Deja que la culpa pase sin obedecerla. Cuando la sensación de traición persiga al alivio, trátala como el reflejo de ecuación falsa que es. No tienes que convencerla de lo contrario en el momento; nada más nótala, ponle nombre (ahí está la culpa por el alivio) y deja que el alivio se quede. Pierde su fuerza conforme vas aceptando que los sentimientos mezclados están permitidos.

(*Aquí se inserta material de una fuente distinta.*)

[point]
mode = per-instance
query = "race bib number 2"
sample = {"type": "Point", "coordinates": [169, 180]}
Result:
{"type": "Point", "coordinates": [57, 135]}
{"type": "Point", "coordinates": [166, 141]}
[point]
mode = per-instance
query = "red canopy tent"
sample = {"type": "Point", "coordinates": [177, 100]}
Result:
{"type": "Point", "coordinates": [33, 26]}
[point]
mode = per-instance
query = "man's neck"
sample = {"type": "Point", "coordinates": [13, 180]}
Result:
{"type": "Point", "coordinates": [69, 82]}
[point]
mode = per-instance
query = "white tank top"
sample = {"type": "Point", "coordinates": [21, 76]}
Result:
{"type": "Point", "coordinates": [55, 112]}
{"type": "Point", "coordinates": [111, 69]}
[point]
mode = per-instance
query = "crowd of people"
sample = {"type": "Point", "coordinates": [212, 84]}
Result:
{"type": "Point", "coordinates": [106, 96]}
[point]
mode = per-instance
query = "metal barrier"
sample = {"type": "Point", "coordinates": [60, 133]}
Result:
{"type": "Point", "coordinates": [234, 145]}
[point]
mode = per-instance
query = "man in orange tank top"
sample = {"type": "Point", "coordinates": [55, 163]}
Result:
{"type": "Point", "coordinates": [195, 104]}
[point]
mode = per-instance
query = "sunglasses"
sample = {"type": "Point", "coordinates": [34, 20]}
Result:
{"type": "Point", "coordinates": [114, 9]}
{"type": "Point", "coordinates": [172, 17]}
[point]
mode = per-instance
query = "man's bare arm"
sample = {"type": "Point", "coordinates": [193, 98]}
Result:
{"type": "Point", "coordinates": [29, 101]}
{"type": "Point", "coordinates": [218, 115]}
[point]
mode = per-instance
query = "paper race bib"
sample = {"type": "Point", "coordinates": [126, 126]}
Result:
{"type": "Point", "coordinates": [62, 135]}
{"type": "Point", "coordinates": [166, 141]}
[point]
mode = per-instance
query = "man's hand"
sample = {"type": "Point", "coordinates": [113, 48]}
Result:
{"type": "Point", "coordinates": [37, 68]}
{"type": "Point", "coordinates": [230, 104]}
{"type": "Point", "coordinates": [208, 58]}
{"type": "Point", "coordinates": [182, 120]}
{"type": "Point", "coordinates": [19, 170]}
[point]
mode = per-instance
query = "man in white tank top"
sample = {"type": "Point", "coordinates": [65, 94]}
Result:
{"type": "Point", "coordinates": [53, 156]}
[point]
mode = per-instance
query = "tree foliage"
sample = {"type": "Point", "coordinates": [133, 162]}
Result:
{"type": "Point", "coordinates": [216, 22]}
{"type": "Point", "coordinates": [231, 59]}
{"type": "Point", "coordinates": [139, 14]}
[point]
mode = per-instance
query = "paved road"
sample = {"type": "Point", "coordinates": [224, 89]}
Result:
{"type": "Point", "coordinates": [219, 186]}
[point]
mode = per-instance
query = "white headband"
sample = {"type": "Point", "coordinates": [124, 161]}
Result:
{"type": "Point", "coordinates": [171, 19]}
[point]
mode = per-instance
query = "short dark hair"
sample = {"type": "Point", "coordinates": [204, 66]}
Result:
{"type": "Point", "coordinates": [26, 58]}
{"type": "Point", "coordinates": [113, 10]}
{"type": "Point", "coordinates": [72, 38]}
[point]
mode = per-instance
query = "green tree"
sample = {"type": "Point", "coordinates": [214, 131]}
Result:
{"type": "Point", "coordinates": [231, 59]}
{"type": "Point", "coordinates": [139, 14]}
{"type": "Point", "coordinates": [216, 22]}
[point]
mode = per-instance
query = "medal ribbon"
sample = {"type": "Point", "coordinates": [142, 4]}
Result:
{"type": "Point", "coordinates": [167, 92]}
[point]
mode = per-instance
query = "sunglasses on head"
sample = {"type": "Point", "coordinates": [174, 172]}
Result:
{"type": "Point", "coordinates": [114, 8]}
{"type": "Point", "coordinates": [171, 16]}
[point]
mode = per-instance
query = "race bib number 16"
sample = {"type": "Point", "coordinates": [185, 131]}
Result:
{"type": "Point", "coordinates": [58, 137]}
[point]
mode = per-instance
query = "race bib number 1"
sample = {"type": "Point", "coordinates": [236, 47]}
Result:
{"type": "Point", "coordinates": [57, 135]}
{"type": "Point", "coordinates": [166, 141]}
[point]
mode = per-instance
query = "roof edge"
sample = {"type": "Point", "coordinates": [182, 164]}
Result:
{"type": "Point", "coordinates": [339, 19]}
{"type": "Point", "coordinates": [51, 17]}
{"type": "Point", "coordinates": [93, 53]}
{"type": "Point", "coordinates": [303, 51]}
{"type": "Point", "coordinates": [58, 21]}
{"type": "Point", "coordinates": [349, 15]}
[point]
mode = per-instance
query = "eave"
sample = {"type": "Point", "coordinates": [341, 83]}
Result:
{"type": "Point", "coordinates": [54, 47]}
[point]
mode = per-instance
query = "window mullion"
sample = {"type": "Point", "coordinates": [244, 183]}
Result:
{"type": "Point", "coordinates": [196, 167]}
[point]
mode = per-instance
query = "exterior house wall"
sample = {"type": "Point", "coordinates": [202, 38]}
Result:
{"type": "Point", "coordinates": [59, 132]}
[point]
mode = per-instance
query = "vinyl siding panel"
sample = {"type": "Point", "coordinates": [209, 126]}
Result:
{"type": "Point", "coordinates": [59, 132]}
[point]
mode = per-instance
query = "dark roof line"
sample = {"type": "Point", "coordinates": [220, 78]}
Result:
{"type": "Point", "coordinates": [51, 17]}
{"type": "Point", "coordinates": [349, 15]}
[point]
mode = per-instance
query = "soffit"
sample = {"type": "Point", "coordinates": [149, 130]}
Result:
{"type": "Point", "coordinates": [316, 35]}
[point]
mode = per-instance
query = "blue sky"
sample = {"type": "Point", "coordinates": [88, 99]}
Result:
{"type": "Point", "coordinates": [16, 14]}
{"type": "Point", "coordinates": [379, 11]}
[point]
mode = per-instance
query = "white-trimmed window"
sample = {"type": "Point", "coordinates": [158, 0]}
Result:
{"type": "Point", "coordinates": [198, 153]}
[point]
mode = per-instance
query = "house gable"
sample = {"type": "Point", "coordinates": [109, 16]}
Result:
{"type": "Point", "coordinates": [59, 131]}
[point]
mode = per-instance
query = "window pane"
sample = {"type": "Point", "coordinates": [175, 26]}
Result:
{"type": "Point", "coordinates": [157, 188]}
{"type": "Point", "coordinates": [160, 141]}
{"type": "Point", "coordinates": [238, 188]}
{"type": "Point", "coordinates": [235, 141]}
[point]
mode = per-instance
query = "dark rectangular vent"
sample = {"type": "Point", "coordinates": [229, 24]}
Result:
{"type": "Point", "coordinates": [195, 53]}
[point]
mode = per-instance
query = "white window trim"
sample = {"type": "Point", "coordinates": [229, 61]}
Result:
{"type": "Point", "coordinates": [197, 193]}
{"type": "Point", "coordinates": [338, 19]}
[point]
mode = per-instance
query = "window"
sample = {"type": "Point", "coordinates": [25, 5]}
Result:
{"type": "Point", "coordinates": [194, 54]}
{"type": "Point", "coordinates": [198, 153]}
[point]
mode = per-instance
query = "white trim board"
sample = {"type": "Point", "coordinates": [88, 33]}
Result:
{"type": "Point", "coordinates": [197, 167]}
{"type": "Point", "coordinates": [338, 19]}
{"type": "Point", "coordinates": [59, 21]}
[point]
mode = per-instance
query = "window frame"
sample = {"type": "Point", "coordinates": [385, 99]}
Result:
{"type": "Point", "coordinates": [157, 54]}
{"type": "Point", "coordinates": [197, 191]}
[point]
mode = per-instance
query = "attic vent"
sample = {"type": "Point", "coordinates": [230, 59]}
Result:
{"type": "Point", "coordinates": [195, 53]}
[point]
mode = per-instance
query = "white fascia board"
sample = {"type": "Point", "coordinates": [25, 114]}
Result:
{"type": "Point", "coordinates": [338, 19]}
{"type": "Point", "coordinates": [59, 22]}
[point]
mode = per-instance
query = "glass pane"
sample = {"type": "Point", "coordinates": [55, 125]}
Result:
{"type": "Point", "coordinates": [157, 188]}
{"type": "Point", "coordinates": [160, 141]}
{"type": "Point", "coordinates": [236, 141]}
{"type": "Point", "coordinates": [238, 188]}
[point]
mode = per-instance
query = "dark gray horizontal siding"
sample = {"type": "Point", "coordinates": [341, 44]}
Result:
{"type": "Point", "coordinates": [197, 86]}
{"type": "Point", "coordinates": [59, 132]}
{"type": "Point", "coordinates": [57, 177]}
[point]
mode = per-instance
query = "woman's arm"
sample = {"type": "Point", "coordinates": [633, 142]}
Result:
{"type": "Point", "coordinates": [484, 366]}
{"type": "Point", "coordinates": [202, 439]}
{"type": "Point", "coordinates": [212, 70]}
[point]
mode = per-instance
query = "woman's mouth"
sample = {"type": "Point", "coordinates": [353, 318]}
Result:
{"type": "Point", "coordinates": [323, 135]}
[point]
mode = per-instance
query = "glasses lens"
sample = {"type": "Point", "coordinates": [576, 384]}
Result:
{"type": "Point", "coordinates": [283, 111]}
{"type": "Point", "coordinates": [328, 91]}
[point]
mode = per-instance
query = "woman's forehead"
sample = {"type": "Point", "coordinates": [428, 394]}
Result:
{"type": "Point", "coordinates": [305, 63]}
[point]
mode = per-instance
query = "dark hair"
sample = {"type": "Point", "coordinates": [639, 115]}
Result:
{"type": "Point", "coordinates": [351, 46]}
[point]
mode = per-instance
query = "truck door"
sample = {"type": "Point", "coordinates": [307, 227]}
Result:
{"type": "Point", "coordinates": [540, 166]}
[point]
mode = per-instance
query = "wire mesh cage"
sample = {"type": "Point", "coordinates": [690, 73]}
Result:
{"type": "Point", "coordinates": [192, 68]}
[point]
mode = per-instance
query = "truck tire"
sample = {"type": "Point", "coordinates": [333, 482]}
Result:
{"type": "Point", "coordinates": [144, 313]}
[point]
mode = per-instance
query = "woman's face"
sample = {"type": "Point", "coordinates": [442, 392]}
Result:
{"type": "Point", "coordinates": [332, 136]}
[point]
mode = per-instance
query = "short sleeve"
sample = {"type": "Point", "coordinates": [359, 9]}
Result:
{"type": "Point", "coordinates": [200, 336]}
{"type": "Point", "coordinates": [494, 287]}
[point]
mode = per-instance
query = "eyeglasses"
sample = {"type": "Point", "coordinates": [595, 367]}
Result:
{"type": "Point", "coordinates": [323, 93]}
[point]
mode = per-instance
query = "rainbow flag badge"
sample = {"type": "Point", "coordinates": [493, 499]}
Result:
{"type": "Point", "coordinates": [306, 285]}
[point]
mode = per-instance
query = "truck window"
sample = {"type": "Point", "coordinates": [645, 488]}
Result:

Sostén los dos, sobre todo cerca de tus hijos. Con tus hijos, deja que las dos verdades estén quietas: puedes estar más estable y más liviano ahora y aun así tomarte en serio lo que ellos perdieron. No tienes que esconderte a ti mismo tu alivio para honrar su tristeza, y tu alivio, expresado como una casa más en calma y no como palabras sobre el matrimonio, muchas veces es un regalo para ellos.

Para cerrar

El alivio que se siente como una traición es uno de los sentimientos más comunes después de que termina una relación larga y difícil, y de los menos confesados, porque parece contradecir la tristeza que crees que se supone que deberías sentir. No la contradice. El alivio y la tristeza no son opuestos; son dos respuestas honestas a una pérdida que fue a la vez real y dura, y sentir los dos es sentirla con exactitud. Deja que el alivio sea verdad. Deja que la tristeza sea verdad. No los pongas a competir, y no actúes uno para pedir perdón por el otro. Un cuerpo que exhala después de años de estar en guardia no es una traición. Es, por fin, tener permiso de descansar.

Referencia rápida

  • El alivio después de una relación larga y difícil es un cuerpo que por fin suelta un esfuerzo que cargó tanto tiempo que se volvió su punto de partida, no un defecto de carácter.
  • Es especialmente confuso cuando la relación no fue aparatosa, porque no hay nada evidente que aliviar, pero el cuerpo sabe lo que cargó.
  • La sensación de traición se sostiene sobre ecuaciones falsas: el alivio no borra las partes buenas, no es una confesión de intención, y no compite con lo que perdieron tus hijos.
  • El alivio y la tristeza no son opuestos; los dos pueden ser verdad en la misma hora, y que estén mezclados es señal de que lo estás sintiendo con exactitud, no mal.
  • Deja que los dos se queden sin ponerlos a competir; no actúes tristeza de más para demostrar lealtad; deja que la culpa por el alivio pase sin obedecerla.

El alivio y la tristeza no son opuestos. Un cuerpo que exhala después de años de estar en guardia no es una traición; es, por fin, tener permiso de descansar.

Esto es autoayuda, no consejo médico, psicológico ni legal, y no sustituye la ayuda de un profesional calificado. Si tú o tu hijo o hija pudieran estar en peligro, llama a los servicios de emergencia de tu localidad.